Нарисованная жизнь

Гордиенко Ольга
Ее картин было не увидеть на выставках и в галереях, но они все же находили лазейки и попадали в жизнь других людей. Они то выплескивались из маленького блокнота в красной обложке, который она всюду носила с собой, то просачивались с ее страниц в соцсетях.

Она не видела глаз смотрящих на ее ожившие линии, сплетающиеся в замысловатые миры. Знала ли она о том блеске, что загорался в этих глазах? О волнениях, что тревожили души, даже когда люди расходились по домам? О снах, которые у них рождали ее картины? Знала ли она, что происходит в ее картинах, когда на них смотрят?

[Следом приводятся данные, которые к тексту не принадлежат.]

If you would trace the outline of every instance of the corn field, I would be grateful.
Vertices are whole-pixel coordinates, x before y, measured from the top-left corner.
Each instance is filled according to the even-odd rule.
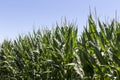
[[[92,16],[81,36],[73,23],[33,30],[0,45],[0,80],[120,80],[120,23]]]

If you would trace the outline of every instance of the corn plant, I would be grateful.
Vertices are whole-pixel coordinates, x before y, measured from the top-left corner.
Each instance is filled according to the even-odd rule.
[[[120,23],[96,24],[81,36],[75,24],[33,30],[0,45],[1,80],[119,80]]]

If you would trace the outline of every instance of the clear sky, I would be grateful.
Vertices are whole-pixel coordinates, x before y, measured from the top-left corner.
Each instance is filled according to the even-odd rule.
[[[89,7],[102,20],[120,15],[120,0],[0,0],[0,42],[27,34],[33,28],[51,28],[64,17],[76,21],[79,31],[86,25]]]

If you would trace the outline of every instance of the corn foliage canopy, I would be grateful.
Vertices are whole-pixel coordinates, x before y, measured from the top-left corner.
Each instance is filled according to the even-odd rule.
[[[0,45],[0,80],[120,80],[120,23],[88,17]]]

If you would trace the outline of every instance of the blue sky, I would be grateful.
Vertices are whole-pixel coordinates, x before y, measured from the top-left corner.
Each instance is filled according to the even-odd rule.
[[[33,28],[53,27],[61,19],[76,21],[79,32],[86,25],[89,8],[101,20],[120,15],[120,0],[0,0],[0,42],[27,34]],[[119,19],[119,18],[118,18]]]

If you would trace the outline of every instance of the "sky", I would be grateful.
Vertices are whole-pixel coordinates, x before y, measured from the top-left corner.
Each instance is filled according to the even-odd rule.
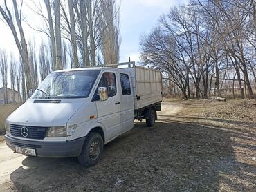
[[[139,39],[140,35],[148,34],[156,26],[159,17],[168,12],[171,6],[185,3],[185,0],[117,0],[120,2],[120,62],[128,61],[131,57],[131,61],[138,61]],[[31,0],[24,0],[23,16],[28,22],[34,23],[35,26],[40,26],[40,21],[36,17],[32,17],[31,12],[26,5],[32,6]],[[2,5],[3,0],[0,0]],[[1,18],[1,16],[0,16]],[[41,41],[42,33],[36,32],[24,23],[26,39],[34,38]],[[46,37],[45,37],[46,38]],[[18,56],[17,48],[13,39],[10,28],[0,20],[0,48],[4,48],[8,52],[11,52]]]

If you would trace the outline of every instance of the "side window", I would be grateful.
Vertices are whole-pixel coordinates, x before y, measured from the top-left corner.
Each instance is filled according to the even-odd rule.
[[[122,94],[127,95],[131,94],[131,85],[127,74],[120,73],[120,79],[121,81]]]
[[[115,74],[109,72],[104,73],[98,87],[107,87],[109,97],[116,95],[116,83]]]

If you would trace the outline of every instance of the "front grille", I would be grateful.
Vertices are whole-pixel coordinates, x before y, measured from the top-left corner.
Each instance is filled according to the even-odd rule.
[[[26,127],[28,131],[28,134],[26,137],[21,135],[21,128],[24,126]],[[48,128],[48,127],[10,124],[10,133],[12,135],[29,139],[44,140],[46,137]]]
[[[39,144],[21,144],[18,142],[10,142],[11,144],[18,146],[28,147],[28,148],[42,148],[41,145]]]

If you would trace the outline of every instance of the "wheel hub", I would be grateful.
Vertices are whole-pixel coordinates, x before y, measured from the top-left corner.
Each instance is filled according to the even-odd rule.
[[[100,151],[100,142],[98,140],[93,141],[90,146],[90,157],[95,160],[98,157]]]

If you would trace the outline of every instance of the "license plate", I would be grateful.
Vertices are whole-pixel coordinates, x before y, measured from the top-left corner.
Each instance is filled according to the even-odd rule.
[[[35,149],[15,146],[15,152],[26,155],[36,156]]]

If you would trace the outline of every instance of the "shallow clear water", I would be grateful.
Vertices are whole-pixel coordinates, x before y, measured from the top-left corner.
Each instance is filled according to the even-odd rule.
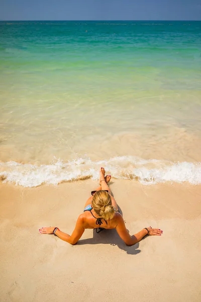
[[[0,22],[2,176],[20,177],[10,161],[87,163],[63,180],[94,177],[114,157],[110,171],[135,179],[142,159],[199,165],[200,38],[201,22]]]

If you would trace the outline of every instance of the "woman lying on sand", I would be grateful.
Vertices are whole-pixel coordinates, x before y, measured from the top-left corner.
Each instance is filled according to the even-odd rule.
[[[105,177],[105,169],[100,168],[100,187],[91,192],[92,196],[86,201],[84,212],[79,216],[71,236],[61,232],[58,228],[42,228],[39,229],[40,233],[41,234],[54,234],[72,245],[77,243],[85,229],[96,229],[98,226],[101,226],[100,230],[102,228],[116,229],[121,238],[127,246],[135,244],[146,235],[160,236],[163,233],[162,231],[150,226],[145,228],[135,235],[131,236],[108,185],[111,176],[107,175]]]

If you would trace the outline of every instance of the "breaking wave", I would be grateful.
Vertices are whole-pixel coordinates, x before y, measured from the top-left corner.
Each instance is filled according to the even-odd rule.
[[[81,158],[66,162],[57,160],[50,165],[40,166],[16,162],[2,162],[0,177],[3,182],[32,187],[87,178],[96,180],[100,167],[104,167],[107,173],[114,178],[134,180],[143,185],[166,182],[201,183],[201,163],[146,160],[133,156],[116,157],[97,161]]]

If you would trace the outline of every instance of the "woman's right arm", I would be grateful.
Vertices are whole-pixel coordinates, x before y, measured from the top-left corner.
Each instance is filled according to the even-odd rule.
[[[117,232],[121,238],[124,241],[126,245],[131,246],[139,242],[147,235],[147,230],[143,229],[138,233],[131,236],[127,231],[125,222],[122,216],[120,214],[118,216],[118,224],[116,226]],[[152,229],[147,228],[149,231],[149,235],[160,236],[162,234],[162,231],[159,229]]]

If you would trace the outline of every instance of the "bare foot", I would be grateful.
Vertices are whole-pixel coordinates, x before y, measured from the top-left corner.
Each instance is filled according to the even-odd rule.
[[[108,184],[108,183],[110,182],[111,179],[111,175],[106,175],[106,176],[105,176],[105,180],[106,181],[107,184]]]
[[[99,173],[100,173],[100,179],[99,179],[99,183],[101,184],[101,181],[102,180],[105,180],[105,175],[106,174],[106,171],[105,170],[105,169],[104,168],[101,168],[100,169],[100,171],[99,171]]]

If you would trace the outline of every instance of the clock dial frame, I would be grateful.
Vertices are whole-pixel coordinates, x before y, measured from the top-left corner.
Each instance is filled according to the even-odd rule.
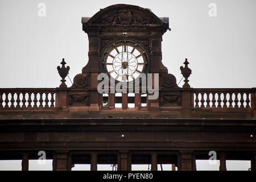
[[[144,49],[129,40],[115,42],[104,51],[102,65],[106,72],[116,81],[134,81],[145,73],[147,56]]]

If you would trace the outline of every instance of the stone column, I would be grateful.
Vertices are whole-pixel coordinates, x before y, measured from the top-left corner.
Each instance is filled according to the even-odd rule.
[[[176,171],[175,164],[172,164],[172,171]]]
[[[180,152],[180,159],[178,158],[178,170],[191,171],[192,169],[193,152],[191,151],[181,151]],[[180,166],[179,166],[179,159]]]
[[[55,96],[55,107],[61,108],[62,111],[68,111],[67,88],[57,88]]]
[[[123,93],[122,94],[122,108],[123,109],[127,109],[127,93]]]
[[[135,109],[139,110],[141,106],[141,93],[135,93],[134,97]]]
[[[226,155],[224,152],[220,154],[220,171],[226,171]]]
[[[88,34],[89,52],[88,63],[82,68],[82,73],[90,73],[91,90],[90,90],[90,112],[98,112],[99,94],[97,90],[98,86],[97,77],[100,73],[99,62],[101,63],[100,58],[100,38],[99,32],[101,26],[89,26],[86,28],[86,32]]]
[[[22,170],[28,171],[28,154],[23,153],[22,154]]]
[[[131,154],[128,154],[128,171],[131,171]]]
[[[251,171],[256,171],[256,154],[253,154],[251,159]]]
[[[120,156],[120,171],[128,170],[128,151],[119,151]],[[130,167],[129,167],[130,168]]]
[[[72,156],[71,154],[68,155],[68,171],[71,171],[72,167],[75,166],[75,164],[72,164]]]
[[[151,154],[151,171],[158,171],[158,155],[156,153]]]
[[[97,171],[98,154],[93,152],[90,155],[90,171]]]
[[[68,151],[56,151],[53,156],[52,168],[54,171],[67,171]]]
[[[182,90],[181,96],[181,114],[185,118],[191,118],[192,104],[193,103],[193,94],[191,89],[186,89]]]
[[[195,152],[192,154],[192,171],[196,171],[196,154]]]
[[[109,93],[109,107],[110,109],[114,109],[115,107],[115,94]]]

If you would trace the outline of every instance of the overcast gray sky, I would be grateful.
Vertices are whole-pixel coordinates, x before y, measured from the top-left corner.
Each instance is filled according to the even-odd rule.
[[[38,16],[39,3],[46,6],[45,17]],[[217,6],[216,17],[209,15],[210,3]],[[255,0],[0,0],[0,88],[57,87],[62,58],[73,79],[88,60],[81,17],[117,3],[169,17],[172,30],[163,38],[163,63],[177,81],[188,58],[192,87],[256,87]]]

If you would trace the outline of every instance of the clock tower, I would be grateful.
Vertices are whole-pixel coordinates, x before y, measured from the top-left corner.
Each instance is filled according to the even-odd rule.
[[[162,63],[161,43],[163,35],[170,30],[168,21],[168,18],[159,18],[148,9],[122,4],[101,9],[91,18],[82,18],[82,30],[89,39],[89,59],[82,73],[74,78],[72,87],[79,84],[84,87],[82,81],[87,80],[89,111],[98,111],[102,107],[98,103],[102,97],[97,90],[97,76],[101,73],[107,73],[115,83],[134,81],[142,73],[159,73],[159,80],[167,78],[172,81],[172,87],[177,87],[176,78],[168,74]],[[127,94],[122,97],[122,108],[126,109]],[[139,110],[136,96],[134,100]],[[110,108],[114,107],[108,102]],[[151,109],[159,109],[159,98],[147,102]]]

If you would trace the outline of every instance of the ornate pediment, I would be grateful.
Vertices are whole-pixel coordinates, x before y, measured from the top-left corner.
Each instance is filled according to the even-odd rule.
[[[120,10],[118,13],[108,15],[102,19],[104,24],[146,24],[154,23],[152,20],[133,12],[131,10]]]
[[[168,24],[150,10],[129,5],[115,5],[101,9],[91,18],[82,19],[82,23],[105,25]]]

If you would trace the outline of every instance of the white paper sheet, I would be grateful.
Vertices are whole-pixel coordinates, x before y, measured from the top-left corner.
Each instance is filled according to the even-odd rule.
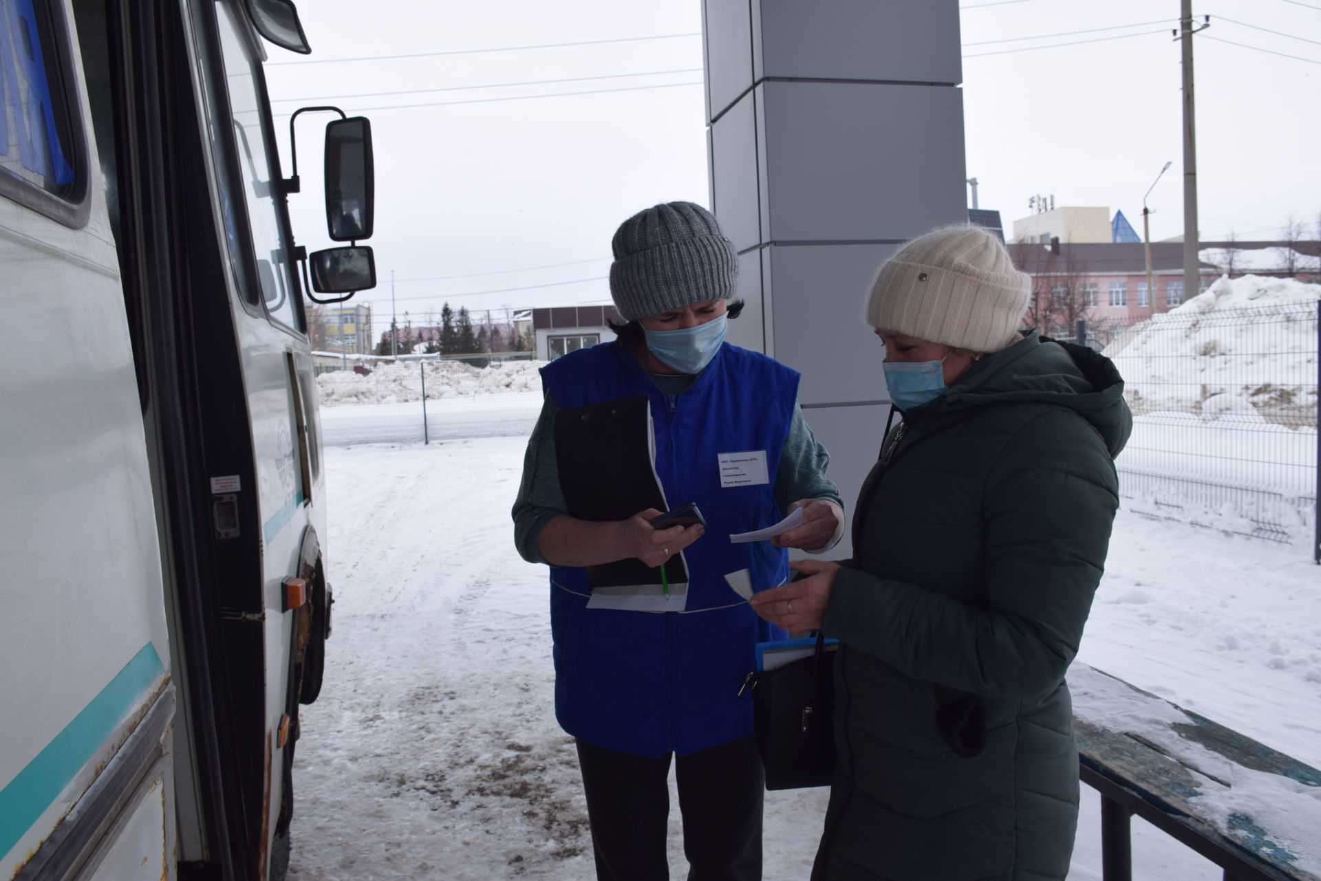
[[[754,530],[752,532],[738,532],[737,535],[731,535],[729,540],[734,544],[742,544],[744,542],[765,542],[766,539],[773,539],[777,535],[783,535],[789,530],[803,524],[803,509],[798,509],[783,520],[775,526],[768,526],[765,530]]]
[[[752,600],[752,575],[748,569],[738,569],[725,576],[725,584],[733,588],[744,600]]]

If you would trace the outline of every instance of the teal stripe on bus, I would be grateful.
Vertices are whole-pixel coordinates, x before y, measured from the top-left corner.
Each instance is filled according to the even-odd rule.
[[[280,530],[283,530],[285,524],[293,519],[293,512],[299,510],[300,505],[303,505],[301,491],[297,493],[292,499],[285,502],[284,506],[279,511],[276,511],[269,520],[266,522],[266,526],[262,527],[262,534],[266,538],[267,544],[269,544],[271,539],[277,536],[280,534]]]
[[[110,680],[91,703],[65,725],[9,785],[0,790],[0,855],[8,853],[32,828],[42,811],[81,771],[96,749],[137,705],[143,693],[161,678],[156,646],[147,643]],[[21,712],[21,711],[16,711]]]

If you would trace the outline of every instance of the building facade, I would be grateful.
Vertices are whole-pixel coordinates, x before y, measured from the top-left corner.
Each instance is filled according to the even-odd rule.
[[[552,306],[532,309],[538,361],[555,361],[577,349],[614,339],[609,322],[624,324],[614,306]]]
[[[1057,207],[1013,222],[1015,242],[1050,244],[1050,239],[1071,243],[1108,243],[1112,227],[1108,207]]]
[[[1152,289],[1147,288],[1147,259],[1140,242],[1016,243],[1013,263],[1032,276],[1028,324],[1046,335],[1073,338],[1079,321],[1089,325],[1089,341],[1104,346],[1129,326],[1168,312],[1197,296],[1219,277],[1219,269],[1201,263],[1201,285],[1184,289],[1184,246],[1153,242]]]
[[[346,355],[371,353],[371,304],[330,305],[321,314],[326,351]]]

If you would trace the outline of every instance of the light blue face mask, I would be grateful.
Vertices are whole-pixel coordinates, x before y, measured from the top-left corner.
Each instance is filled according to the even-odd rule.
[[[948,355],[946,355],[948,358]],[[905,413],[922,404],[930,404],[945,390],[945,358],[939,361],[897,361],[881,365],[890,400]]]
[[[679,330],[642,329],[647,337],[647,349],[664,365],[682,374],[700,374],[701,369],[720,351],[725,341],[729,322],[725,316],[712,318],[705,324]]]

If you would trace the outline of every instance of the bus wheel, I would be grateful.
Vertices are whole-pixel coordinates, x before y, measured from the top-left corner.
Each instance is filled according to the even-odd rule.
[[[330,606],[334,594],[326,584],[321,560],[317,560],[312,580],[312,633],[303,655],[303,675],[299,683],[299,703],[310,704],[321,693],[321,680],[326,667],[326,639],[330,637]]]

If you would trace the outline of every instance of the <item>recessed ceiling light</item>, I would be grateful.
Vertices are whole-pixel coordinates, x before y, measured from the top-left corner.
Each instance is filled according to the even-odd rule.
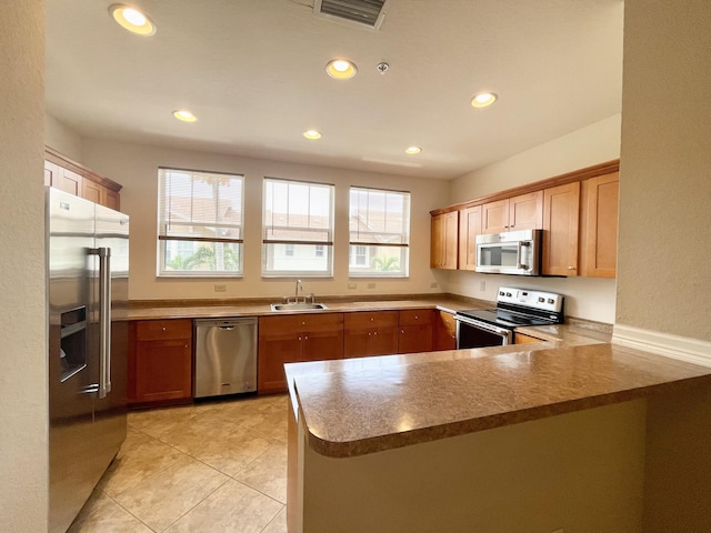
[[[194,114],[184,109],[177,109],[176,111],[173,111],[173,117],[176,117],[178,120],[182,120],[183,122],[194,122],[196,120],[198,120]]]
[[[109,12],[122,28],[139,36],[152,36],[156,33],[156,24],[138,9],[123,3],[114,3],[109,8]]]
[[[493,92],[480,92],[471,99],[471,104],[474,108],[485,108],[497,101],[497,95]]]
[[[358,68],[347,59],[332,59],[326,66],[326,71],[331,78],[337,80],[348,80],[356,76]]]

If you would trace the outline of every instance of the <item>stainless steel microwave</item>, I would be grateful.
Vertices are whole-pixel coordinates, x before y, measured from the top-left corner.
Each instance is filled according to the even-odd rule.
[[[475,272],[538,275],[542,233],[542,230],[522,230],[477,235]]]

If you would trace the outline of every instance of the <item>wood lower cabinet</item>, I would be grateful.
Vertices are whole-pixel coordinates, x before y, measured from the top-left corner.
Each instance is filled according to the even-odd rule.
[[[615,278],[620,173],[583,181],[580,197],[580,275]]]
[[[129,403],[192,398],[192,320],[129,323]]]
[[[544,275],[578,275],[580,182],[545,189],[543,194]]]
[[[398,352],[398,311],[359,311],[343,316],[343,356]]]
[[[432,217],[430,268],[457,270],[459,254],[459,211]]]
[[[343,358],[343,313],[309,313],[259,319],[260,394],[287,391],[284,363]]]
[[[435,312],[434,350],[457,349],[457,322],[454,315],[447,311]]]
[[[434,345],[433,309],[400,311],[398,353],[431,352]]]

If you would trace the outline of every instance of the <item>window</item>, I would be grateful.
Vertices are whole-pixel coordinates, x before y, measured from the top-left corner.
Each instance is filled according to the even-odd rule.
[[[264,178],[262,275],[333,271],[333,185]]]
[[[158,170],[158,275],[242,274],[243,178]]]
[[[410,242],[410,193],[350,190],[349,274],[405,278]]]

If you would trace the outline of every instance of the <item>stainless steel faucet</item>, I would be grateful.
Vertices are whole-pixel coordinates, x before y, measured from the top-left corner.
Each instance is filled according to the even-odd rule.
[[[301,289],[301,292],[303,292],[303,285],[301,284],[301,280],[297,280],[297,288],[294,291],[294,302],[299,302],[299,289]]]

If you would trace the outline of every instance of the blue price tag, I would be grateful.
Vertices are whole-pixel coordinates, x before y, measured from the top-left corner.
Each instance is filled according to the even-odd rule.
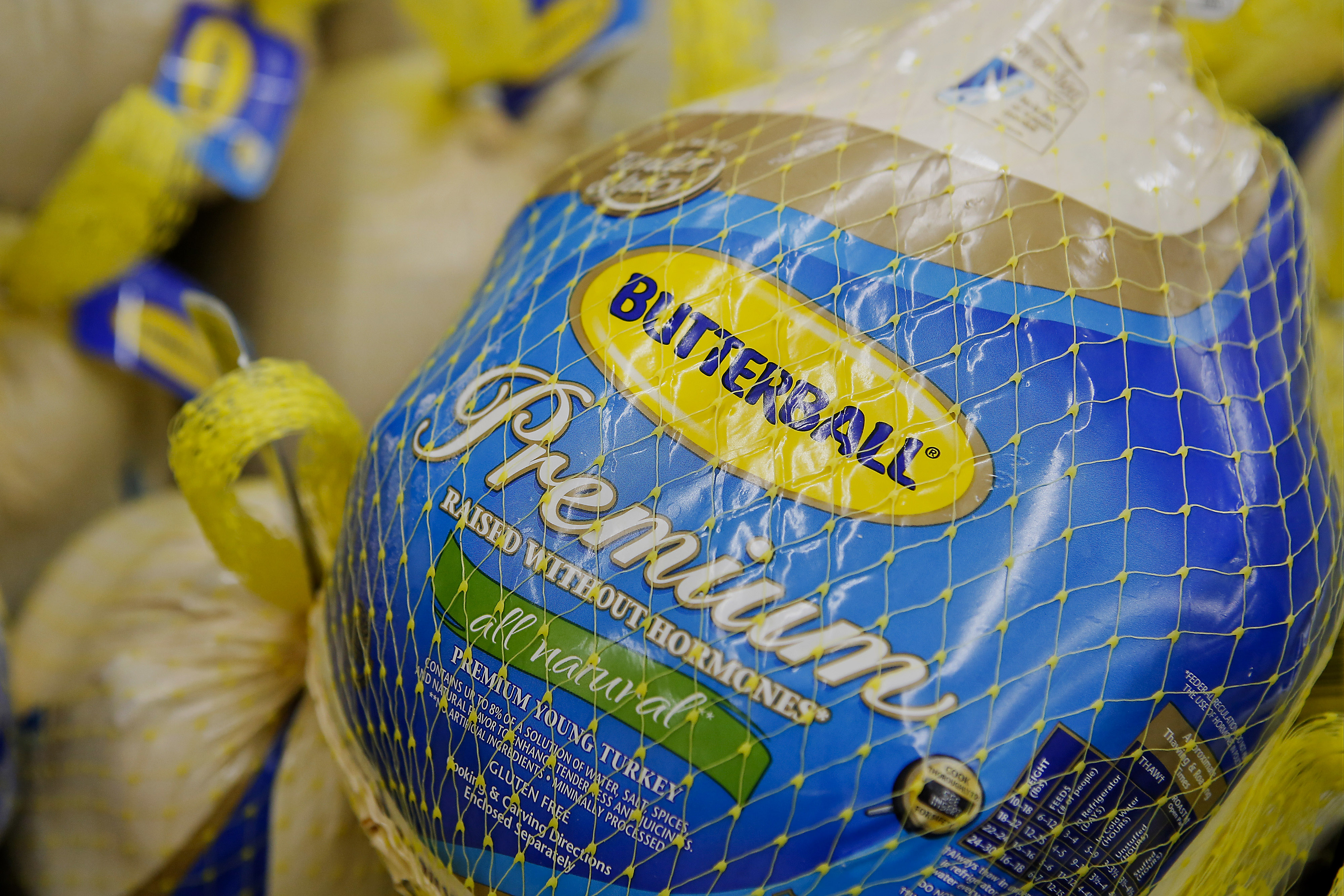
[[[583,28],[586,23],[593,31],[578,42],[578,46],[556,60],[536,78],[500,85],[504,109],[515,118],[521,117],[532,99],[550,83],[564,75],[586,69],[610,55],[629,40],[644,21],[644,0],[597,0],[575,3],[574,0],[530,0],[532,16],[538,20],[551,20],[544,31],[555,44],[567,43],[566,31]],[[570,23],[570,28],[564,27]],[[573,40],[573,38],[570,38]]]
[[[239,199],[270,184],[302,86],[304,58],[249,7],[183,8],[155,94],[200,133],[196,164]]]
[[[242,332],[224,304],[160,261],[142,262],[79,302],[71,329],[85,353],[181,399],[246,361]]]

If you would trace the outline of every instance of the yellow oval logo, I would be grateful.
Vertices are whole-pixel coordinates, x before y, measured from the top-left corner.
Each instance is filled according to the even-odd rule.
[[[933,383],[735,259],[626,253],[579,282],[570,318],[645,416],[777,494],[902,525],[954,520],[989,494],[984,439]]]
[[[242,109],[251,87],[253,46],[237,23],[206,16],[183,42],[177,102],[196,126],[211,128]]]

Они, завершенные, вели себя как выросшие дети – они уходили в жизнь, строили свои собственные отношения, кого-то впечатляли, кого-то нет. И создавшая их уже никак не могла повлиять на путь, что строили без нее ее картины. Хотела ли она его знать? Возможно.

Но что бы могли они рассказать ей? Кто из них хотел бы заговорить сейчас? Смуглокожая женщина без возраста. Прядь ее волос вольно выбилась, подчеркивая движение, замершее будто в танце. Она двигалась так, будто ей не важны были зрители, хоть она и знала, что они есть. Она знала, что взгляды на ней останавливались часто, она будто чувствовала кожей век, как некоторые из них ее обжигали, а от других по коже шла изморозь. Ее белое простое платье невесомо держалось на округлостях плеч, облегая заманчивое и скрывая несовершенное. Ее путь лежал сквозь взгляды, которые цепляла ее независимость. И она ждала их, не сомневаясь в силе своей притягательности. Некоторые мужчины, увидевшие ее, уносили ее образ, пытаясь найти ей подобную среди знакомых и незнакомок на улице. А некоторые, сжав губы, отворачивались, понимали – она им не по зубам. Женщины же тоже смотрели по-разному – кто с восхищением, кто с завистью, кто с трепетом.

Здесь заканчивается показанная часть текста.